Video löste Skandal aus

3 Jahre Sperre vom Weltverband: Olympia-Reiter misshandelte Pony

da Silva
Leandro Aparecido da Silva bei den Panamerikanischen Spielen 2015 in Toronto.
Imago Sportfotodienst

Reiter misshandelte Pony seiner Tochter

Eigentlich hatte der brasilianische Dressurreiter Leandro Aparecido da Silva von einem Start bei den Olympischen Spielen in Tokio geträumt. Doch Olympia findet in diesem Sommer ohne den 45-Jährigen statt. Nachdem ein Video aufgetaucht war, auf dem der Reiter ein Pony seiner Tochter misshandelt hat, wurde er nun vom Weltreiterverband FEI gesperrt.

Sperre für 3 Jahre bei internationalen Turnieren

Bereits im Sommer vergangenen Jahres verbreitete sich ein Video im Internet, auf dem ein großer Mann ein für ihn viel zu kleines Pony nicht nur reitet, sondern ihm dabei auch immer wieder hart im Maul ruckt. Später gab Leandro Aparecido da Silva zu, dass er der Mann auf dem Pony ist.

Der brasilianische Reiterverband nahm das Video zur Kenntnis – blieb aber untätig. Weil sich die Szene nicht auf einem Turnierplatz abgespielt habe, könne man nichts tun, so der Verband.
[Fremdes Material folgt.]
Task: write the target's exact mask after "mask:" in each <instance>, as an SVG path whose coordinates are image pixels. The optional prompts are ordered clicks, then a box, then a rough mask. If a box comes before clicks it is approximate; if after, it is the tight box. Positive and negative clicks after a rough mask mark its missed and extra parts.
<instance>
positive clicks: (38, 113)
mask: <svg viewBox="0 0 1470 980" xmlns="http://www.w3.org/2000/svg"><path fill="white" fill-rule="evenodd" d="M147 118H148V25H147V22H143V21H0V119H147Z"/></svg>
Dafür griff der Weltreiterverband ein und verhängte jetzt eine Strafe.

Leandro Aparecido da Silva wurde für drei Jahre für Turniere gesperrt, muss umgerechnet über 4500 Euro Strafe zahlen sowie die Prozesskosten in Höhe von knapp 2000 Euro.

Reiter weist Vorwurf der Tierquälerei zurück

Da Silva selbst gab an, er habe das Pony korrigieren wollen, weil es ungehorsam gewesen sein soll. Bevor die Filmaufnahmen entstanden, habe es seine jüngste Tochter gebissen. Nach seiner Korrektur habe das Pony den Kindern wieder „ohne zu zögern“ gehorcht.

Der Reiter ist überzeugt: Er hat kein Tier gequält, sondern nur eine „spezielle Korrekturmethode“ benutzt, die missverstanden worden sei. Das Pony habe laut seiner Aussage keine Verletzung oder psychisches Trauma erlitten.